On Oct 9, 2009, at 7:43 AM, Jeff Morriss wrote:
One advantage of using memory mapped files instead of swap is that if
your OS is swapping, *everything* is slow. If only Wireshark is, er,
swapping, only Wireshark is slow.
That depends on the OS's policies for managing main memory - and on
any policy hints given to the OS by the application. If, for example,
when it searches for a page frame to use to satisfy a page fault, it
uses the same policy when servicing a page fault for a page backed by
a mapped file and when servicing a page fault for a page backed by
swap space (an "anonymous" page), the only advantage to memory mapping
would be
1) if the file is mapped into multiple process's address spaces (and
either read-only or not copy-on-write), those processes can share a
single page frame for a page from the file - but that's not the case
here, as I understand it;
2) if the data in anonymous pages is a copy of data from a file,
memory-mapping the file even in only one process means that you don't
even temporarily have two copies of the data in memory.

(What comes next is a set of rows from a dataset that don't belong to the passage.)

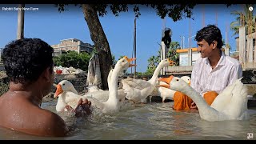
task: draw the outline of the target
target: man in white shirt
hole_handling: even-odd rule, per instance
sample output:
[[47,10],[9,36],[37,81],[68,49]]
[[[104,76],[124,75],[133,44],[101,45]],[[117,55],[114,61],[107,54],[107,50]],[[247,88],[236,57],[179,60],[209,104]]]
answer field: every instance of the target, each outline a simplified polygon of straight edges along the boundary
[[[216,26],[208,25],[198,31],[195,40],[202,58],[193,67],[190,86],[210,106],[227,86],[242,78],[242,66],[237,59],[225,55],[221,50],[222,36]],[[180,92],[174,95],[174,102],[173,108],[176,110],[197,109],[192,99]]]
[[[208,25],[197,32],[195,40],[201,53],[193,68],[191,87],[204,97],[209,105],[227,86],[242,78],[239,62],[225,55],[221,50],[222,36],[214,25]],[[207,95],[210,95],[207,98]],[[192,102],[190,108],[196,108]]]

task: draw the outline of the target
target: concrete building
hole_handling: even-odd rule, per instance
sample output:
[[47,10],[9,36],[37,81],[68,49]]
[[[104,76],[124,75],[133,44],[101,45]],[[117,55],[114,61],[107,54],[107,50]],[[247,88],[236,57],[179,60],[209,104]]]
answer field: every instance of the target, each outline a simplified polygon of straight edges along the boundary
[[[252,38],[253,38],[253,46],[255,46],[255,38],[256,38],[256,33],[253,33],[251,34]],[[248,38],[249,35],[246,35],[246,42],[247,42],[247,38]],[[236,51],[238,52],[239,51],[239,37],[236,37],[235,38],[235,44],[236,44]]]
[[84,43],[77,38],[63,39],[61,40],[59,44],[52,45],[51,46],[54,49],[54,56],[65,54],[70,50],[77,51],[78,54],[81,52],[91,53],[94,49],[94,46],[90,43]]
[[[196,47],[191,48],[192,50],[192,66],[194,62],[201,57],[200,53]],[[176,52],[179,54],[179,66],[190,66],[189,62],[189,49],[177,50]]]

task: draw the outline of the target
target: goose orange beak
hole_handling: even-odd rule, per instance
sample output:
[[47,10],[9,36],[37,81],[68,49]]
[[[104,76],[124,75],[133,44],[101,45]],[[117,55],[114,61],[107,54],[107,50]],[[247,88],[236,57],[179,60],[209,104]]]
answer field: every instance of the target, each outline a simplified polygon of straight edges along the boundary
[[127,56],[124,56],[124,58],[128,61],[128,62],[129,62],[129,67],[136,66],[137,66],[137,65],[130,64],[130,62],[131,62],[132,61],[134,61],[134,60],[136,59],[135,58],[128,58]]
[[166,88],[168,88],[170,89],[170,81],[173,79],[174,76],[171,75],[170,76],[169,78],[159,78],[158,81],[162,81],[162,82],[164,82],[166,83],[167,83],[168,85],[158,85],[157,86],[162,86],[162,87],[166,87]]
[[58,85],[56,86],[56,87],[57,87],[57,89],[56,89],[55,94],[54,94],[54,98],[57,98],[57,97],[58,97],[59,94],[61,94],[62,93],[63,93],[63,90],[62,90],[62,86],[61,86],[60,84],[58,84]]
[[174,61],[171,61],[170,58],[168,58],[168,61],[169,61],[169,66],[174,66],[176,64]]

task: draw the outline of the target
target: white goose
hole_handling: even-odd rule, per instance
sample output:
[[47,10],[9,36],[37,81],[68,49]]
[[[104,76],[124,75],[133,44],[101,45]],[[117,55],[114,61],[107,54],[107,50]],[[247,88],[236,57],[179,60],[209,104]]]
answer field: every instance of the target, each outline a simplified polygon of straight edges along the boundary
[[[219,110],[210,106],[195,90],[180,78],[170,76],[166,78],[160,78],[160,81],[169,85],[159,86],[166,88],[171,87],[173,90],[188,95],[196,103],[202,119],[207,121],[246,120],[250,117],[247,109],[247,88],[241,82],[241,79],[238,79],[223,90],[230,91],[230,100],[226,102],[226,106]],[[215,100],[218,101],[218,98],[221,98],[219,95],[216,97]]]
[[[190,81],[191,78],[189,76],[182,76],[181,77],[182,79],[183,79],[186,82],[187,82],[189,85],[190,85]],[[159,85],[164,85],[166,84],[164,82],[159,82],[158,81],[158,84]],[[165,102],[166,99],[170,99],[170,100],[174,100],[174,94],[176,93],[176,90],[170,89],[167,89],[166,87],[162,87],[162,86],[156,86],[157,89],[157,92],[158,94],[158,95],[162,98],[162,102]]]
[[[110,73],[109,73],[109,75],[108,75],[108,77],[107,77],[107,84],[108,84],[108,86],[110,86],[110,78],[111,78],[113,71],[114,71],[114,69],[110,70]],[[90,94],[90,93],[92,93],[92,92],[104,91],[103,90],[99,89],[99,88],[97,87],[96,86],[93,86],[93,85],[89,86],[87,86],[86,88],[87,88],[87,90],[88,90],[87,94]],[[104,96],[105,96],[105,95],[104,95]],[[109,98],[109,95],[107,94],[106,96],[107,96],[107,98]],[[106,100],[107,100],[107,99],[106,99]]]
[[[101,109],[102,113],[111,113],[118,111],[120,106],[125,100],[125,98],[123,98],[122,99],[119,99],[118,98],[118,74],[121,71],[126,70],[128,67],[134,66],[130,64],[130,62],[134,59],[135,58],[128,58],[126,56],[125,56],[124,58],[118,61],[113,70],[111,79],[110,81],[109,98],[106,102],[102,102],[97,100],[96,98],[91,98],[91,97],[81,96],[72,91],[66,91],[66,90],[63,90],[63,87],[62,87],[62,85],[63,83],[58,84],[58,88],[59,88],[59,90],[56,90],[54,97],[58,96],[59,98],[61,98],[61,100],[62,100],[62,102],[64,102],[65,104],[70,105],[73,109],[74,109],[77,106],[78,100],[81,98],[82,98],[83,99],[87,98],[90,101],[91,101],[92,106],[94,106]],[[70,86],[73,86],[73,85]]]
[[169,58],[163,59],[160,62],[158,67],[154,72],[152,78],[148,80],[126,78],[123,79],[122,88],[126,93],[126,98],[134,103],[145,102],[147,96],[149,96],[155,88],[161,69],[167,66],[173,66],[175,62]]

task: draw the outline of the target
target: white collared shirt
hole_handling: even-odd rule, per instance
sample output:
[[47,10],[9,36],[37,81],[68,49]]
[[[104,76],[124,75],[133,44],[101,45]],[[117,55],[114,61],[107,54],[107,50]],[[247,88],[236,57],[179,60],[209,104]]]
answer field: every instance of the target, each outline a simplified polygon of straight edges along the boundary
[[208,58],[200,58],[195,62],[191,74],[191,86],[202,96],[207,91],[220,94],[227,86],[242,77],[239,62],[222,51],[221,58],[214,69],[212,69]]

Using memory mapped files would probably help quite a bit with keeping
the UI responsive because only Wireshark's, for example, packet data
would be on disk but the executable pages and "core" memory like the
statistics could be kept in RAM (or at least whatever the OS gives
us).
As per my mail to Erlend, the frame data isn't kept in Wireshark's
address space, although reassembled data is (and frame_data structures
are, and some or all column text is).
However, if Wireshark reads a large capture file, on many OSes the
blocks of the file will be brought into the page pool (as, on many
OSes, the "buffer cache" is implemented atop the page pool, so pages
being read in with read()/ReadFile() compete for memory with pages
faulted in - it may even be that a read is done by mapping into the
kernel's address space the region of the file being read and copying
from that region into the userland buffer space, so that the actual
file system reads are done in response to page faults). *Hopefully*
the OS will recognize it as sequential access and, at least, not
completely blow the page cache if the file is big enough (although, if
you have enough memory that you *don't* blow the page cache, you might
as well keep the pages in memory; my menagerie of capture files I use
for Wireshark/tcpdump regression testing for some changes can fit
entirely in main memory on my machine, so if I run the tests twice in
a row, the disk hardly does anything).